容宛月被他抱在怀中,两人的衣衫都湿了,现在紧紧贴在一起,温热相触,肌肤慢慢升温。
容宛月听到耳边的哗哗声,还有姬星河的心跳,她不自在地道:“我们先到岸上去吧。”
姬星河点头,他将容宛月抱入龙舟中,那朵硕大的莲花就在船上,姬星河趴在船边道:“我刚刚在水下看到一个东西,觉得你一定会喜欢。”
容宛月道:“是什么?”
姬星河将容宛月的手拉过来,容宛月只感觉手腕上似乎被套上一物。
她低头一瞧,这东西已经顺着她的手腕被套在了手臂上,刚好卡在她的手臂上。
她低头一瞧,居然是一个黄金臂钏。
这黄金臂钏做工极为精美,上面是用金丝挽成一朵朵扶桑花,每片花瓣都薄如蝉翼,可层层堆砌却又显得繁复精美,每颗花心都是吹净明澈的红宝石,臂钏下面是金色的相互交织的流苏,这流苏巧妙连接,却又不会打结,流苏缀着五颜六色的宝石,月光下,宝石反射出彩虹光芒,华丽夺目。

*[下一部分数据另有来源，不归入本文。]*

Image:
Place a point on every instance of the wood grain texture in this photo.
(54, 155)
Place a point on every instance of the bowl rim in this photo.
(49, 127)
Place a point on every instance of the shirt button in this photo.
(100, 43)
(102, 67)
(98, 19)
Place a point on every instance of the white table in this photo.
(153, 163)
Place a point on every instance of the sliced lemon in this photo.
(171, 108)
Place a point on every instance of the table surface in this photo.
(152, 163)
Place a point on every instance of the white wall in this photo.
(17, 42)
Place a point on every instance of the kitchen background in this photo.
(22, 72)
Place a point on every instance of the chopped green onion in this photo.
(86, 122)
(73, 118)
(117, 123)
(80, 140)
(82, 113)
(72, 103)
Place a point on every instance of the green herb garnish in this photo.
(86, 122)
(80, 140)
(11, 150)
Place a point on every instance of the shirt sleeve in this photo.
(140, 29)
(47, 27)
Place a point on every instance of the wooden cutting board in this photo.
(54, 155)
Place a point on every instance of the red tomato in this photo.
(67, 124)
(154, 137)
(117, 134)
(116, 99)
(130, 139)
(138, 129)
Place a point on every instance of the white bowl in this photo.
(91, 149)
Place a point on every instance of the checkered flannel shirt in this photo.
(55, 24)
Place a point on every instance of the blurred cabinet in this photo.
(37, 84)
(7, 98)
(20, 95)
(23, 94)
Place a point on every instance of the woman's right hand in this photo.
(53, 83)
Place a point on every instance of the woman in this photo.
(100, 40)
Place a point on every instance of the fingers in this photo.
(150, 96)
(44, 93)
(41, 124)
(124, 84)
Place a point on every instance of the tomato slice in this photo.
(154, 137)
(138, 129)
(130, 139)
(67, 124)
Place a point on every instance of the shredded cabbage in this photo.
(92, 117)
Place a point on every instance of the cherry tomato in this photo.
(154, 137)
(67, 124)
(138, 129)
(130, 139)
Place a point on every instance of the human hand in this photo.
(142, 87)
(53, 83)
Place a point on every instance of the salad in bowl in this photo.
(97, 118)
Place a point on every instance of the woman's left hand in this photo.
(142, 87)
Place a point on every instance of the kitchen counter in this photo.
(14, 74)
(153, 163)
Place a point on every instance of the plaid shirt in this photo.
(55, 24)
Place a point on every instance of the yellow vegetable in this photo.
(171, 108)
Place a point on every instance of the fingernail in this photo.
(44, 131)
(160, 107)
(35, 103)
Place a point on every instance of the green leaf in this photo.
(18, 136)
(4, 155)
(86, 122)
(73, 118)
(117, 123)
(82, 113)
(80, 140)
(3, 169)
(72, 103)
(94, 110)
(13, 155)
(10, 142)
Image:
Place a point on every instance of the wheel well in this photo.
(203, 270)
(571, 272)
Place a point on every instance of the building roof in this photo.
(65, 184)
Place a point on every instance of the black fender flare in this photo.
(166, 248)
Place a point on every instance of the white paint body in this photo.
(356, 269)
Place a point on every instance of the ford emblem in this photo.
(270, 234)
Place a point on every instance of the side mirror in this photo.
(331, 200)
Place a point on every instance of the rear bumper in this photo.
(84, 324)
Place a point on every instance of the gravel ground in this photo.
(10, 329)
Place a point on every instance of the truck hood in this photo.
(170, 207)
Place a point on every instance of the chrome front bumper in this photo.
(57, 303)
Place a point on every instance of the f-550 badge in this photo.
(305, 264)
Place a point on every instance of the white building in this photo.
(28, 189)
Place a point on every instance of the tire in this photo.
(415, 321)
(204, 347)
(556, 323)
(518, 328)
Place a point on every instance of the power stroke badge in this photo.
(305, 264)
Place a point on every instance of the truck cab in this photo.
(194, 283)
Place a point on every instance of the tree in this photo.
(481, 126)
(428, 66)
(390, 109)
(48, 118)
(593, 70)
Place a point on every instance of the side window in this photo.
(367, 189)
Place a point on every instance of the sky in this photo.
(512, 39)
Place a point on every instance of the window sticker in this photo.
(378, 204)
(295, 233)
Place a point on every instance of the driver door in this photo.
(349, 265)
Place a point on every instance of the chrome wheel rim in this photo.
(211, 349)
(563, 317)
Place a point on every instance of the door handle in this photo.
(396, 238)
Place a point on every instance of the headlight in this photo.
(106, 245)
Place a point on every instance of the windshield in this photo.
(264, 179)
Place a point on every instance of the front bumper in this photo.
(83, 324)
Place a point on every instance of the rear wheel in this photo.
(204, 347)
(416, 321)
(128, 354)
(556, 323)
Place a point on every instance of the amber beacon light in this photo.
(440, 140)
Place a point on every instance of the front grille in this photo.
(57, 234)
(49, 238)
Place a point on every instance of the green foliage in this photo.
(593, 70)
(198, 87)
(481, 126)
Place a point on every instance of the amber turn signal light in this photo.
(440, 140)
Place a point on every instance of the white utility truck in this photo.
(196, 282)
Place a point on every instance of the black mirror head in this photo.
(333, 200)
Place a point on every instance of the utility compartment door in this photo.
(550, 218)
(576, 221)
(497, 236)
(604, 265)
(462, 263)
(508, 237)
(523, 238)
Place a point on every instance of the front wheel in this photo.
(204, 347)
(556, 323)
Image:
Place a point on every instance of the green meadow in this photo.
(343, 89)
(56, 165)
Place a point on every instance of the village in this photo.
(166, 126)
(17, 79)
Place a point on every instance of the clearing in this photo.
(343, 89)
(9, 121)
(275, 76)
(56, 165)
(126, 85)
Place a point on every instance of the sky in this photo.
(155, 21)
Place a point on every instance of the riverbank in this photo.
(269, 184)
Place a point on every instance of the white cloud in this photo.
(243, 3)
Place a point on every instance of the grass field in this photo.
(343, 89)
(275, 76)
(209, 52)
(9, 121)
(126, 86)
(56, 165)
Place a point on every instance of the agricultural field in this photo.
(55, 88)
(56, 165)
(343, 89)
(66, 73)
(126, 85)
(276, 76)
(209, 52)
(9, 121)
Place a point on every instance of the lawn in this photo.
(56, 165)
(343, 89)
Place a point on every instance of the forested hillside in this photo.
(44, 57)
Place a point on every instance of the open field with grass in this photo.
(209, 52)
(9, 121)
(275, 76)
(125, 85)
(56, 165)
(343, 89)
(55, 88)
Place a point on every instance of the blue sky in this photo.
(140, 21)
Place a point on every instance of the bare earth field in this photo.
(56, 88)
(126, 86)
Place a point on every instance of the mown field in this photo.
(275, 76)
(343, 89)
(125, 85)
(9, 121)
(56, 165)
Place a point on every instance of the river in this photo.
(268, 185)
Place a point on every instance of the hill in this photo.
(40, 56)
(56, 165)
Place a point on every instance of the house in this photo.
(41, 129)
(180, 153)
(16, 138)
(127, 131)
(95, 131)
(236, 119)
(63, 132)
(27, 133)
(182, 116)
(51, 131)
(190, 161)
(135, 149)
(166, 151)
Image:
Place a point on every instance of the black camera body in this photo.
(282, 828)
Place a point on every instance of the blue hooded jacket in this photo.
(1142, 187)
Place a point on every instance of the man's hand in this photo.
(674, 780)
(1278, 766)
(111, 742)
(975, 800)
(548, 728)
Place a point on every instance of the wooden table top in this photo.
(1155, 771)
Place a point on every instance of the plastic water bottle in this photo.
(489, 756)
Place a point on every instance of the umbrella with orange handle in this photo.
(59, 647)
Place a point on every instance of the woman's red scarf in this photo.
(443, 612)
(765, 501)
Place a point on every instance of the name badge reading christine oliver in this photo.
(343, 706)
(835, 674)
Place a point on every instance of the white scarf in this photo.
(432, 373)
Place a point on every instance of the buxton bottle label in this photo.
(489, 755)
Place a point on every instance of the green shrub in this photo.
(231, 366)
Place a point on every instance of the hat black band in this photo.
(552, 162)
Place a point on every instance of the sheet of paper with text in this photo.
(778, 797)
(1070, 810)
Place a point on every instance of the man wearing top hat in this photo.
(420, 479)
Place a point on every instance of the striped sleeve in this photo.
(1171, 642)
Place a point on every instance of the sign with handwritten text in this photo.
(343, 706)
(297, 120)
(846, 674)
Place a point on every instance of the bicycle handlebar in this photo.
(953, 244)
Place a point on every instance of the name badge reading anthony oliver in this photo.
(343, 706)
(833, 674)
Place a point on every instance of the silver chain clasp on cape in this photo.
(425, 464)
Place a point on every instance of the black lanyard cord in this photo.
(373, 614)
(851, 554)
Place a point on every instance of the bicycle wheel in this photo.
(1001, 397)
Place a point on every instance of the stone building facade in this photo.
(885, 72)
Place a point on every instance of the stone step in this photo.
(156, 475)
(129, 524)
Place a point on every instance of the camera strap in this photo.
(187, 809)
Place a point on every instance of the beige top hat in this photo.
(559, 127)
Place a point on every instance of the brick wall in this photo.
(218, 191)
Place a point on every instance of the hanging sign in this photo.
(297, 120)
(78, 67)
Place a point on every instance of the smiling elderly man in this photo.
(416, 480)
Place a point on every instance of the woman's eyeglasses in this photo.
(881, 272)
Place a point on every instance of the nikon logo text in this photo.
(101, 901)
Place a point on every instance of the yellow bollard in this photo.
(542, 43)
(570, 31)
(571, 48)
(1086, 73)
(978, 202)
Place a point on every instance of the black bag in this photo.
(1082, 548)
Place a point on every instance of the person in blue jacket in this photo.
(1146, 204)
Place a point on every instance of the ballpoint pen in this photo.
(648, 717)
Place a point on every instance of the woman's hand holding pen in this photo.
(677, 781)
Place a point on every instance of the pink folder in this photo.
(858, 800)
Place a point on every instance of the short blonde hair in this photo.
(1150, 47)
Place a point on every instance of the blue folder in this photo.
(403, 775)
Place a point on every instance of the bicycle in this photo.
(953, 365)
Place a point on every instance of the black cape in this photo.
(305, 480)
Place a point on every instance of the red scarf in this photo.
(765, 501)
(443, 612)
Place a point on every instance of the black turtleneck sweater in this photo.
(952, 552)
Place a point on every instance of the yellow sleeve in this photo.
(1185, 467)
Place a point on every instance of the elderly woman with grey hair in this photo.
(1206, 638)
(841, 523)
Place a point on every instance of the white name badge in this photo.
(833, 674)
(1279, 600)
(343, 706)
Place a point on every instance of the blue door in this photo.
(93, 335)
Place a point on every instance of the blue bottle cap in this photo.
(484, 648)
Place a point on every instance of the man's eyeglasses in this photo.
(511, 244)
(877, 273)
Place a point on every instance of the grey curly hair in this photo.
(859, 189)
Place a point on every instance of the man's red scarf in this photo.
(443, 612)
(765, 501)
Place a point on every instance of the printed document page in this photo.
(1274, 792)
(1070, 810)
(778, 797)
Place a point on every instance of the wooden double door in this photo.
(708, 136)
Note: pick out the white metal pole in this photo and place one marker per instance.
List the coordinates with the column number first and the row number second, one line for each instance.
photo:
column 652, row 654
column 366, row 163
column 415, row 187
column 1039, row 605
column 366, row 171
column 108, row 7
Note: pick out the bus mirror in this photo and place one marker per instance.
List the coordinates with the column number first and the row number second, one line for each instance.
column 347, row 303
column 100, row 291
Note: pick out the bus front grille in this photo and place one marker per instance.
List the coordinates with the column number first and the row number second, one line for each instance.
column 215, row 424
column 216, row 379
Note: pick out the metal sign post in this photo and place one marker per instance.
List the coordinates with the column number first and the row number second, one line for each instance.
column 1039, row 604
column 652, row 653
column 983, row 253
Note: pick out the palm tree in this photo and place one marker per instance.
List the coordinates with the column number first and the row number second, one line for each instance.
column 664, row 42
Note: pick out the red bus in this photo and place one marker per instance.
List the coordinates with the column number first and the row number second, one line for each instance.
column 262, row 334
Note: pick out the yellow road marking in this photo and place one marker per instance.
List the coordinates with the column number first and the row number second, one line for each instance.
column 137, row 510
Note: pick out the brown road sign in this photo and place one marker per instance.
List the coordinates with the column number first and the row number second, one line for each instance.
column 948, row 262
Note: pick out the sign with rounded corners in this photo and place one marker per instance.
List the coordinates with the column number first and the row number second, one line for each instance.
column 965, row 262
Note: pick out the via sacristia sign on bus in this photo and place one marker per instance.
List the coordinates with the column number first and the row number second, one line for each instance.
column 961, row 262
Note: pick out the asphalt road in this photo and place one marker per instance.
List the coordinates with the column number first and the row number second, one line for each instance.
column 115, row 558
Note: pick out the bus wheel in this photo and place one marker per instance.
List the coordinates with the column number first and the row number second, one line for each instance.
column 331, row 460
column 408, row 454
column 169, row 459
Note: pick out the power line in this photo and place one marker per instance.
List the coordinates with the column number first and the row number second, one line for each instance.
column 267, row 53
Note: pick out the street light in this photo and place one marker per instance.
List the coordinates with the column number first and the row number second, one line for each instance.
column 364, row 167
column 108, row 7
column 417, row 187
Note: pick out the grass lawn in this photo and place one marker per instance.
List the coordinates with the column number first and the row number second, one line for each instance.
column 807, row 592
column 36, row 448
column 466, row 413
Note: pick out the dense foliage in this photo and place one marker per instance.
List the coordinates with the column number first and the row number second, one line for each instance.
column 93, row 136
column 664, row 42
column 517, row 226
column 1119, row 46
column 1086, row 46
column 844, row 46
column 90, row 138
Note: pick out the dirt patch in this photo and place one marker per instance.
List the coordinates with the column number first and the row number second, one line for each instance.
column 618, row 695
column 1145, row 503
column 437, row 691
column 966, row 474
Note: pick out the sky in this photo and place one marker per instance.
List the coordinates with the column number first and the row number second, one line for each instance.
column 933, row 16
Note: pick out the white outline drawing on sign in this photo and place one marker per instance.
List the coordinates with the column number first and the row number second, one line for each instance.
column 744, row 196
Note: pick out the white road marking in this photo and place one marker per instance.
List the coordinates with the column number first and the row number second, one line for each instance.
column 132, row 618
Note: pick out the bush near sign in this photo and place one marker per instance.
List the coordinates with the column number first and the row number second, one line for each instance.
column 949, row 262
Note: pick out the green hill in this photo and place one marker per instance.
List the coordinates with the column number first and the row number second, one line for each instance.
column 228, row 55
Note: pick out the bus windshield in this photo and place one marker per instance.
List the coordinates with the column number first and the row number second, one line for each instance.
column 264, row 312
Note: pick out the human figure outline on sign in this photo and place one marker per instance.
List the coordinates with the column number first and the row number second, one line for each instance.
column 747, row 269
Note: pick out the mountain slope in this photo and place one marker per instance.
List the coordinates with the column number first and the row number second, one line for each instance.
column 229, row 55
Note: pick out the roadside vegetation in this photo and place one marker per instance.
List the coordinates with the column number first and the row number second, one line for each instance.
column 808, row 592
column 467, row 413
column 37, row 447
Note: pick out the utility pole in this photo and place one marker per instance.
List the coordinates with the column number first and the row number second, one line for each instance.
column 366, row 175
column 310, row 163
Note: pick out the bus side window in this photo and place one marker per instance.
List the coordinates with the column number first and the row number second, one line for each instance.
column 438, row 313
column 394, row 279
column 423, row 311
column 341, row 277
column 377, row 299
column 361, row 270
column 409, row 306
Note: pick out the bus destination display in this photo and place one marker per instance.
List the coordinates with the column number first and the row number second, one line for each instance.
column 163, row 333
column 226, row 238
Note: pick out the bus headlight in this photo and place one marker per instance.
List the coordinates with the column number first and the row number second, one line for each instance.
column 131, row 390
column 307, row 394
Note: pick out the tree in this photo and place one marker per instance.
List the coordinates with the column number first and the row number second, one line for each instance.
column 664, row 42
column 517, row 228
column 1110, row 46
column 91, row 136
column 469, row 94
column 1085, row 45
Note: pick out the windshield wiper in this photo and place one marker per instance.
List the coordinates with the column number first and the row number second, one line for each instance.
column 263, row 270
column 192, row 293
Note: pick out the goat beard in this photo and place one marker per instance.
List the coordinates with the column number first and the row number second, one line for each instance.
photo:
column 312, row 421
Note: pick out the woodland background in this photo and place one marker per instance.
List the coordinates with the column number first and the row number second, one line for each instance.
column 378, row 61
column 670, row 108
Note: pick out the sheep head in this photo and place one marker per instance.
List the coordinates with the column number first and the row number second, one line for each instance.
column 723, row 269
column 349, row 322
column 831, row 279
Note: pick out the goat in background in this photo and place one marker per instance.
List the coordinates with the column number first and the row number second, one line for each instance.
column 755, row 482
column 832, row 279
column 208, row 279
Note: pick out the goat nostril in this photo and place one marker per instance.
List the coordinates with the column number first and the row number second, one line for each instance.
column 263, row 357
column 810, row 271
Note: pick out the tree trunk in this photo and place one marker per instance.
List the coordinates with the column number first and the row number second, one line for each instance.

她从来没见过这么漂亮的黄金臂钏,这尺寸仿佛也是为她量身定做,她爱不释手:“这么美的臂钏,怎么会在水里,是不是谁丢的?”
“不管是谁丢的,现在它是你的。”
容宛月的确很喜欢,可她也不想占有这有主之物。
她想脱掉,姬星河却是不允许了。
他道:“这是我送你的端午礼物,你不准拿下来。”
还真是霸道。
容宛月见他迟迟在水里不出来,怕夜风太凉,她道:“好,那你先出来回去换身衣衫。”
姬星河这才起来,他坐在龙舟上。
容宛月见他除了湿了衣衫,其他地方都没受伤。
她安心了,视线又不由自主地回到臂钏上。
真好看啊,她这段时间也是见了不少首饰的人,这样好看的臂钏真的不多见。
姬星河在一旁见她爱不释手,嘴角无声地弯起来。
第59章
◎他悸动不已,眼角都泛起春潮。◎
两人从春意园回去,容宛月洗漱之后躺在床上,她的手臂还戴着黄金臂钏。
正看得出神,姬星河再次来到邀月宫。
容宛月奇怪,这个时候他不好好休息,还来做什么。
一旁的绿蜡笑起来,提醒她家娘娘,皇上这么晚来这里,肯定是想要宿在邀月宫,可能要娘娘侍寝。
侍,侍寝吗?
以前也不是没有被调侃过,可此时却被说的脸色微红。
不,不可能吧?
可今日在船上的时候,姬星河看她的眼神似乎很有不同。
容宛月一急,就想让人说自己生病,躲过去。
姬星河已经进来,听到容宛月病了,他道:“怎么了,是不是刚刚的湖风吹着了?”
容宛月点头,让姬星河回去睡,可姬星河这次却没有听她的,反而道:“今日端午,我不想一个人,就让我留下吧。”
如果说有什么能够让容宛月心软的,那就是从小到大,姬星河的乖巧和委屈。
她就见不得他这个样子,她疑心自己可能多想,姬星河只是想跟她在一起单纯地休息而已。
想了片刻,同意了。
两人躺在床上,不知为何,明明今日凉爽,可呼吸的空气都含着燥热。
姬星河的气息今日似乎格外得缠绵,她屏住呼吸,那桃花香就在她的鼻端,挥之不去。
无法,她只好睁开眼睛,跟他说话。
两人有一搭没一搭地聊着,说到红袖和怀想,容宛月没了睡意。
姬星河说现在已经查出来,这事菱贵人是主谋,现在她被贬为百姓,另外全家流放云州,其他的宫人则被处死。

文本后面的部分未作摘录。